Obstruction of Traffic Signs
Speeding tickets can be invalidated if the speed limit signs in the area where the ticket was received were obstructed at the time — e.g., a fallen tree branch blocking a speed sign after a storm. In this case, the tree branch's presence is defined as a technical issue, one that can be brought up in court. Make sure to provide a report of when the obstructing object fell, including the work order for its removal and the time it was removed.
If the issuing officer or state trooper doesn't show up in court on the date of the trial, the case is automatically thrown out. Increase the chances of an absentee officer by postponing the court date for as long as possible. In many instances, the officer forgets about issuing the ticket in the first place and misses the date.

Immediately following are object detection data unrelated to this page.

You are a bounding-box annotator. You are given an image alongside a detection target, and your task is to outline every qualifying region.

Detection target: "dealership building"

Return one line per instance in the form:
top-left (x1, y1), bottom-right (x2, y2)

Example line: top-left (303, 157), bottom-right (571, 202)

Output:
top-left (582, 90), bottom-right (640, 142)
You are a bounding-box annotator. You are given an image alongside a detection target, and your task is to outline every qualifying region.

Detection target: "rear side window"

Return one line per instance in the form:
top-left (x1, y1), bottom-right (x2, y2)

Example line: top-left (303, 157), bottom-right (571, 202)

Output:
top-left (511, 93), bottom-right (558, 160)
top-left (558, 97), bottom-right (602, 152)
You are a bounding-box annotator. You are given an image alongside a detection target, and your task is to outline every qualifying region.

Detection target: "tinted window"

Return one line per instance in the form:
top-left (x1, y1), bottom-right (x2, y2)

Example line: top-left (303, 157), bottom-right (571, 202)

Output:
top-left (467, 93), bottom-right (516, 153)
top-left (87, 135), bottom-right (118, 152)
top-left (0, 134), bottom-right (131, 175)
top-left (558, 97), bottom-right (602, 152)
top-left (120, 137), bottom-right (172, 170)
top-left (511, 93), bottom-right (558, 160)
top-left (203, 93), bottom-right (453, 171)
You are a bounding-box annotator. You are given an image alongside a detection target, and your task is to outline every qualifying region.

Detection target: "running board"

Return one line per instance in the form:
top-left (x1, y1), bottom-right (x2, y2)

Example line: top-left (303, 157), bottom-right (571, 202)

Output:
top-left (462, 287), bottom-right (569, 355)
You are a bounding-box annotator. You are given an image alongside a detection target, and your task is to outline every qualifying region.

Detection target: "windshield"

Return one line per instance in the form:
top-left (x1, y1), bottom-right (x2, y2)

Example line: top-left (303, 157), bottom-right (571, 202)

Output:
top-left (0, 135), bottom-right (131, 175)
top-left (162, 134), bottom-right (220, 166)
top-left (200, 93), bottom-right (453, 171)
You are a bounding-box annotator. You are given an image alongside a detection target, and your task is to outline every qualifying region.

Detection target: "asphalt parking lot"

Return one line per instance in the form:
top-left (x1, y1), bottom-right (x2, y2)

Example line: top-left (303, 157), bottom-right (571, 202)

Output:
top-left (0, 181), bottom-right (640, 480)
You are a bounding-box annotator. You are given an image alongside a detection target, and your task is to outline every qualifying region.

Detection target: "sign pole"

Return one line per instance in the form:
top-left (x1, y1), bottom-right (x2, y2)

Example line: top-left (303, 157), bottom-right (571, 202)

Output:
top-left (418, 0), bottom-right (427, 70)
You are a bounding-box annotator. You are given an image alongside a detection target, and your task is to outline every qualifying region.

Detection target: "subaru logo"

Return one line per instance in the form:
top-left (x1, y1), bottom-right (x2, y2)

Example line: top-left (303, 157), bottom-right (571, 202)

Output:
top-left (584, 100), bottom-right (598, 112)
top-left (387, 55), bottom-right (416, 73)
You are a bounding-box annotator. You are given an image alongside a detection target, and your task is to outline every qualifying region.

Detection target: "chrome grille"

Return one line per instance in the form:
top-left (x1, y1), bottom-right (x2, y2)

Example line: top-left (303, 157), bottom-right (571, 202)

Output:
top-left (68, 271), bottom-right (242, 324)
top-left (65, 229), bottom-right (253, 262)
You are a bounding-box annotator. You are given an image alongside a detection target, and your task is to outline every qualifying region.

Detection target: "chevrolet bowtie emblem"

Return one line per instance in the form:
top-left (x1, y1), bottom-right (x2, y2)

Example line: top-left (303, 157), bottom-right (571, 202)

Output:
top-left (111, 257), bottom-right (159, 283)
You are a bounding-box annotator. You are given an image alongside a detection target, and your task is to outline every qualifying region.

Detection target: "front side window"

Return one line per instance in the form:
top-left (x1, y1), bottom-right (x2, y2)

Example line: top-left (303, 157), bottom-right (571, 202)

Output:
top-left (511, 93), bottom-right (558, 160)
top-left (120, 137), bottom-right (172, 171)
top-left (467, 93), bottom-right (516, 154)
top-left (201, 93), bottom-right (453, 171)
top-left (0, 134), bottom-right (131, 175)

While the issuing officer is writing a citation, making note of the conditions of your traffic stop is imperative. Small things such as your shirt color, exact location, weather and distance between where you stopped and where the ticket was issued can later play to your advantage in court. Ask the officer questions about these conditions on the day of the trial. Because he will be under oath, any false claims he makes can be used against him and invalidate your ticket.
Necessity of Speed Defense
Using the "necessity of speed" defense argues that while you were guilty of speeding, certain circumstances necessitated it. One instance would be going 55 mph in a zone where surrounding traffic is going at 70 mph and being forced to increase speed to avoid an accident. This defense can result in a dismissal; however, it's seldom known to work and should only be used as a last resort.